Meta, la maison mère de Facebook et Instagram, a récemment modifié sa politique d’utilisation des données personnelles de ses utilisateurs européens. Depuis le 27 mai, les publications publiques, telles que photos, textes et commentaires sur Facebook ou Instagram, sont utilisées pour entraîner les modèles d’intelligence artificielle du groupe. Bien que ce changement soit une avancée technologique impressionnante, il soulève des questions concernant sa légalité et son impact sur la vie privée des utilisateurs.

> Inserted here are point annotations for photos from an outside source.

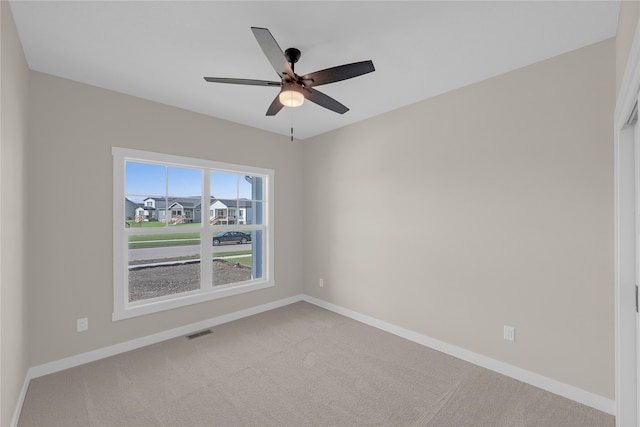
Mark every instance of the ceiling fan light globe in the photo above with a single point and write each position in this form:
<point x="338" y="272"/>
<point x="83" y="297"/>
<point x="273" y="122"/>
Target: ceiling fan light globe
<point x="291" y="98"/>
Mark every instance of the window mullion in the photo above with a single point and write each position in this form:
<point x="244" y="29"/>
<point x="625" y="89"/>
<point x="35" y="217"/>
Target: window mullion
<point x="206" y="271"/>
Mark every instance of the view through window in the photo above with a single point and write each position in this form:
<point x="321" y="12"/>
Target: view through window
<point x="190" y="230"/>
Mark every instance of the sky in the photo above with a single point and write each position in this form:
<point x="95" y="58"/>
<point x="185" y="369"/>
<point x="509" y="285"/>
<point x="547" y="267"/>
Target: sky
<point x="145" y="180"/>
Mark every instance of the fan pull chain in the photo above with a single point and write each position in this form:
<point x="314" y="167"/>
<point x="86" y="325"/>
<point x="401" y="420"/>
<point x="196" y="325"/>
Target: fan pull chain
<point x="291" y="124"/>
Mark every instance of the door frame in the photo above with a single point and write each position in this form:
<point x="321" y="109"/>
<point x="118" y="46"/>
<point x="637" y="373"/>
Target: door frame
<point x="626" y="357"/>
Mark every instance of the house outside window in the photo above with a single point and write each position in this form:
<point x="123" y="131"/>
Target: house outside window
<point x="165" y="262"/>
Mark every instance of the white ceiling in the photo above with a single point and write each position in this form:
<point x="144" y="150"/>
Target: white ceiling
<point x="160" y="50"/>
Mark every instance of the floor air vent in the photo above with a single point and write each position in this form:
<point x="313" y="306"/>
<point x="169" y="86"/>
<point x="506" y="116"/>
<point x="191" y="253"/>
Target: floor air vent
<point x="199" y="334"/>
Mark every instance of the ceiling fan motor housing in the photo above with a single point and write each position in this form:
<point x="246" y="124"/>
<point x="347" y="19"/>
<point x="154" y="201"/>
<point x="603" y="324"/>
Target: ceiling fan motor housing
<point x="292" y="54"/>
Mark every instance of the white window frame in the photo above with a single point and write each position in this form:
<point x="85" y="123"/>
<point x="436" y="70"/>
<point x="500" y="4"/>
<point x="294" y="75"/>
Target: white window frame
<point x="122" y="308"/>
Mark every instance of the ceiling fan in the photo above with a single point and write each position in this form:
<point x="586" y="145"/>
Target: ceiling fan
<point x="294" y="88"/>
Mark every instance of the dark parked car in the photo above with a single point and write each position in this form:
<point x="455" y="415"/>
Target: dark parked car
<point x="231" y="237"/>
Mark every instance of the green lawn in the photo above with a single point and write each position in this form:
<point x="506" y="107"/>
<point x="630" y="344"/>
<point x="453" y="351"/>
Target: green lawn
<point x="155" y="224"/>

Une collecte de données de plus en plus intrusive
Depuis peu, Meta n’hésite plus à exploiter les données publiques de ses utilisateurs européens pour perfectionner ses intelligences artificielles. Cette collecte inclut non seulement les publications sur les plateformes sociales, mais aussi les données utilisées pour alimenter le chatbot conversationnel présent sur Messenger et WhatsApp. Avec 400 millions d’utilisateurs actifs en Europe, Meta dispose de millions de données qui permettent à ses IA de se perfectionner. Plus une IA est alimentée par des informations diverses, plus elle devient performante, ce qui offre un atout considérable au groupe de Mark Zuckerberg.
Trop tard pour s’opposer ?
Bien que les utilisateurs aient jusqu’au 27 mai pour s’opposer à l’exploitation de leurs données, il est désormais trop tard pour empêcher l’utilisation des publications passées. Cependant, il est encore possible de bloquer l’utilisation des publications futures. Pour cela, il suffit de remplir un formulaire d’opposition dans les paramètres de Facebook et Instagram ou directement dans l’espace compte de Meta. Toutefois, il est important de noter que cette opposition ne s’applique qu’aux contenus que vous publiez vous-même. Si une autre personne publie un contenu où vous apparaissez, cela reste sous son contrôle.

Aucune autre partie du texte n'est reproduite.